[![Open In Colab](https://colab.research.google.com/assets/colab-badge.svg)](https://colab.research.google.com/github/pinecone-io/examples/blob/master/locality_sensitive_hashing_traditional/sparse_implementation.ipynb) [![Open nbviewer](https://raw.githubusercontent.com/pinecone-io/examples/master/assets/nbviewer-shield.svg)](https://nbviewer.org/github/pinecone-io/examples/blob/master/locality_sensitive_hashing_traditional/sparse_implementation.ipynb)

# Sparse Implementation of LSH

Locality Sensitive Hashing (LSH) can be implemented for both sparse and dense vectors. In this notebook we will implement the algorithm for searching sparse vectors. We will be using *k-shingling* and *minhashing* to create our sparse vectors before applying them for search with LSH.

We start by defining a few sentences.

In [1]:
a = "flying fish flew by the space station"
b = "he will not allow you to bring your sticks of dynamite and pet armadillo along"
c = "he figured a few sticks of dynamite were easier than a fishing pole to catch an armadillo"

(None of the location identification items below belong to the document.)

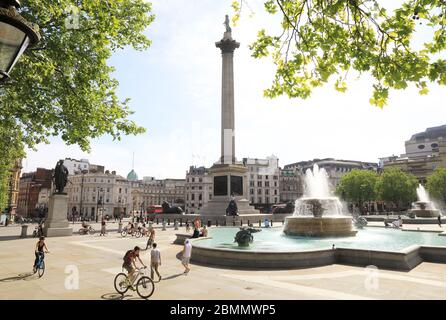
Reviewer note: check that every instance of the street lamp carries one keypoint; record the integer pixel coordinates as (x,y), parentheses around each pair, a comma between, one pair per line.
(98,202)
(16,34)
(81,212)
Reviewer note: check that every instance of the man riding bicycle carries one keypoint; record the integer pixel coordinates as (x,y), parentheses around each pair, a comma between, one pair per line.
(130,263)
(39,251)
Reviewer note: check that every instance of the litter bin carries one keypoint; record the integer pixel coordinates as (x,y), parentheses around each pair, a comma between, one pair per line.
(24,231)
(120,226)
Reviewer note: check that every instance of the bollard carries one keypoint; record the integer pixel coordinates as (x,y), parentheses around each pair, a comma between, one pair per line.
(24,231)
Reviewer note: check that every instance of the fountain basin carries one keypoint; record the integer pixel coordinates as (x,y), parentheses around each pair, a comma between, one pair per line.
(319,226)
(424,209)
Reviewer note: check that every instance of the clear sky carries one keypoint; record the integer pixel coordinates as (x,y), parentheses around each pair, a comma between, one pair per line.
(175,92)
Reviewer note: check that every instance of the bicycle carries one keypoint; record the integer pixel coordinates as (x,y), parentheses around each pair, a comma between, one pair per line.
(131,232)
(88,230)
(40,265)
(144,285)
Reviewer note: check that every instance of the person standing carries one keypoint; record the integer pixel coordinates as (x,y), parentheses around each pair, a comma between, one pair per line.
(186,254)
(103,227)
(39,251)
(151,239)
(155,261)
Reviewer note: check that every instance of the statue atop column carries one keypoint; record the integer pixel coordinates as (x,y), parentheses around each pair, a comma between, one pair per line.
(226,23)
(60,177)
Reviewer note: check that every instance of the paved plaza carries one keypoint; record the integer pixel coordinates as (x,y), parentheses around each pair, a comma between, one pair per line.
(98,259)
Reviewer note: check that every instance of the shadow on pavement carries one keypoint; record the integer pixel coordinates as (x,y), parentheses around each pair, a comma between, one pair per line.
(114,296)
(173,276)
(21,276)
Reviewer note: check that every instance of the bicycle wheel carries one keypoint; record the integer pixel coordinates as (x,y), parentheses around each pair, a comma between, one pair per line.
(121,285)
(41,269)
(145,287)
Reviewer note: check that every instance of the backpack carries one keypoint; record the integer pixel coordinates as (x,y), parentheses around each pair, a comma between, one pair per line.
(127,258)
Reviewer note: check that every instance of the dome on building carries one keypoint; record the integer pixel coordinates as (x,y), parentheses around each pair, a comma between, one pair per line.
(132,176)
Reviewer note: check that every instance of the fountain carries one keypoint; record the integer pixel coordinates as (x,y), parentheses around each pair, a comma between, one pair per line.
(318,213)
(424,207)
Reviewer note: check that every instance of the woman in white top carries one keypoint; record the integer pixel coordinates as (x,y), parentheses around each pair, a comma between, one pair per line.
(187,250)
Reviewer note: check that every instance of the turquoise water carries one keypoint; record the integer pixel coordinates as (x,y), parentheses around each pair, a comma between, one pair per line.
(273,239)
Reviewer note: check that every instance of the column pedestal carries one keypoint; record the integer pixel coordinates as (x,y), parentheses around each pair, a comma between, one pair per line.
(57,224)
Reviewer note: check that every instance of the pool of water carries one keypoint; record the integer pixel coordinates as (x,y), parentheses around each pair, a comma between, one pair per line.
(273,239)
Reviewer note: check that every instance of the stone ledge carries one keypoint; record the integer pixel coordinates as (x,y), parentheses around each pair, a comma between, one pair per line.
(405,260)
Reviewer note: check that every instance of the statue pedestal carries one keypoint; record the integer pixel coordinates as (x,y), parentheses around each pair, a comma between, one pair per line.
(229,179)
(57,224)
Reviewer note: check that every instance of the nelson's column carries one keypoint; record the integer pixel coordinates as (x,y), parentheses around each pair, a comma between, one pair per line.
(229,176)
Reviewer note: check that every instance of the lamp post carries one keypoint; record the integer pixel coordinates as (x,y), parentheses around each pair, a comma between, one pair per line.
(98,202)
(81,211)
(16,34)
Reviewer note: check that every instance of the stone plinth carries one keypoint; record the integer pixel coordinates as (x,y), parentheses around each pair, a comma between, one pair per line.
(319,227)
(233,180)
(57,224)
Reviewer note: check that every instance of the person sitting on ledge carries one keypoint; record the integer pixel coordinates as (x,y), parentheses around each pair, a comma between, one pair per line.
(196,233)
(204,232)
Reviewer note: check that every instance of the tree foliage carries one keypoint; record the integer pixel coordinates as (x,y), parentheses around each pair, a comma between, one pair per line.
(358,186)
(436,184)
(397,187)
(63,86)
(325,38)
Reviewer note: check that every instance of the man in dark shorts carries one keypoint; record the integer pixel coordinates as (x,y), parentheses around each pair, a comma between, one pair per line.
(130,262)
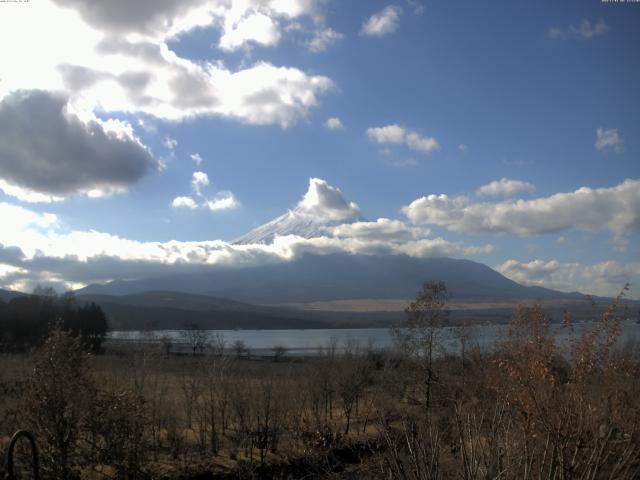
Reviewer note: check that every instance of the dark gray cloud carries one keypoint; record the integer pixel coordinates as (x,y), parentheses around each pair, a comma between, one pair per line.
(47,150)
(121,16)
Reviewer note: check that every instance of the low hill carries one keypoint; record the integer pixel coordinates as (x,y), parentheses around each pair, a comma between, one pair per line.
(174,310)
(314,278)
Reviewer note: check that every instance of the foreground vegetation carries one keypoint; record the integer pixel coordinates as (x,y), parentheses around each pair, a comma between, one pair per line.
(528,408)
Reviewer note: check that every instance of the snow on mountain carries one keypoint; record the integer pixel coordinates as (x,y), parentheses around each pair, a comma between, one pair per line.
(321,208)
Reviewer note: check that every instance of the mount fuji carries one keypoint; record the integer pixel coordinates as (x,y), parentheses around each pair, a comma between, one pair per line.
(322,208)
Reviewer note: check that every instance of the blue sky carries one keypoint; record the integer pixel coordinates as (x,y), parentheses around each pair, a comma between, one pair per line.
(427,98)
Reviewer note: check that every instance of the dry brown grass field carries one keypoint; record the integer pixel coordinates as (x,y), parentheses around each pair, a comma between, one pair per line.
(527,408)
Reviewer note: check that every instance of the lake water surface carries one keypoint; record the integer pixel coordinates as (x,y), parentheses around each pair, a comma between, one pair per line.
(308,342)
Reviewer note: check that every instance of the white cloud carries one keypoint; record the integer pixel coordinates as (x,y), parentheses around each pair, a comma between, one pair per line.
(199,180)
(323,39)
(604,278)
(403,162)
(616,209)
(609,139)
(396,134)
(505,187)
(184,202)
(170,143)
(256,27)
(334,123)
(48,253)
(50,151)
(100,68)
(323,201)
(585,30)
(382,23)
(381,229)
(224,200)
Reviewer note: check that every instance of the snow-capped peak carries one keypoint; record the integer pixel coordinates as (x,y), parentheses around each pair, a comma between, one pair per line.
(322,207)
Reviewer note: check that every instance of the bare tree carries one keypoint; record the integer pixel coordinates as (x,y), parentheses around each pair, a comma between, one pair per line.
(196,338)
(420,335)
(279,351)
(240,348)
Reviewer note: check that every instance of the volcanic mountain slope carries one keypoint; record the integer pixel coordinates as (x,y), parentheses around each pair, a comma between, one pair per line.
(313,278)
(321,208)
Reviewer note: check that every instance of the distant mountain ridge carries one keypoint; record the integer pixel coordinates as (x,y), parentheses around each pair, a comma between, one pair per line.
(159,310)
(340,276)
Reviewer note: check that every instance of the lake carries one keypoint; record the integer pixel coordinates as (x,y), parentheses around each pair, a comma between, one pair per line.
(307,342)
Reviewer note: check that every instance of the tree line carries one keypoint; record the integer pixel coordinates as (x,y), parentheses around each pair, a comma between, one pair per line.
(26,321)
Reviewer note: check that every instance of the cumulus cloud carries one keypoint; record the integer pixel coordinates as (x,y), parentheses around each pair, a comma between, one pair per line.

The first thing we do is create our shingles, we will use k-shingles where `k == 2`. For longer text it is recommended to create shingles where it is unlikely to produce matching shingles between non-matching text, `k` values of `7` to `11` would likely produce this outcome.

In [2]:
k = 2
for i in range(len(a) - k+1):
    print(a[i: i+k], end='|')

fl|ly|yi|in|ng|g | f|fi|is|sh|h | f|fl|le|ew|w | b|by|y | t|th|he|e | s|sp|pa|ac|ce|e | s|st|ta|at|ti|io|on|

These are our shingles, however, we must remove duplicate values as we are producing a *set*. We do this using the Python type `set`. To apply shingling to each of our sentences we will define a `shingle` function:

In [3]:
def shingle(text: str, k: int):
    shingle_set = []
    for i in range(len(text) - k+1):
        shingle_set.append(text[i:i+k])
    return set(shingle_set)

In [4]:
a = shingle(a, k)
b = shingle(b, k)
c = shingle(c, k)
print(a)

{'pa', 'fi', 'is', 'e ', 'le', 'ti', 'st', 'sh', 'w ', 'ly', 'y ', 'ng', 'ew', 'in', 'th', 'yi', 'h ', ' s', ' f', 'sp', 'ce', 'ta', 'he', ' b', 'on', ' t', 'fl', 'g ', 'by', 'at', 'ac', 'io'}


Now that we have our three shingles we create a shingle vocabulary by create a `union` between all three sets.

In [5]:
vocab = list(a.union(b).union(c))
print(vocab)

['e ', 'nd', 'pe', 'ri', 'ou', 'it', 'hi', 'st', ' e', 'ly', 'ew', 'a ', 'ie', 'ks', 'et', 'yi', 'h ', 'sp', 'lo', ' b', 'ha', 'on', ' t', 'ma', 'gu', 'br', 'pa', 'an', 'te', 'tc', 'as', 'f ', 'le', 'ti', 'to', 'fe', 'ed', 'er', 'ol', 'u ', 'of', 'ca', 'na', ' f', 'ea', 'fl', 'n ', 'dy', 's ', 'ig', 'yn', 'wi', 'we', ' a', 'll', 'ur', 'yo', ' n', ' o', 'sh', 'w ', 't ', ' p', 'y ', 'ng', 'am', 'in', 'di', 'th', ' s', 'mi', 'ce', ' c', 'ta', 'ar', 'at', 'si', 'by', 'ow', 'io', 'fi', 'is', 'il', 'ck', 're', 'po', ' d', 'ad', 'r ', 'rm', 'o ', 'l ', 'al', 'ch', 'no', 'ic', 'he', ' w', 'g ', 'd ', 'ac', ' y', 'ot']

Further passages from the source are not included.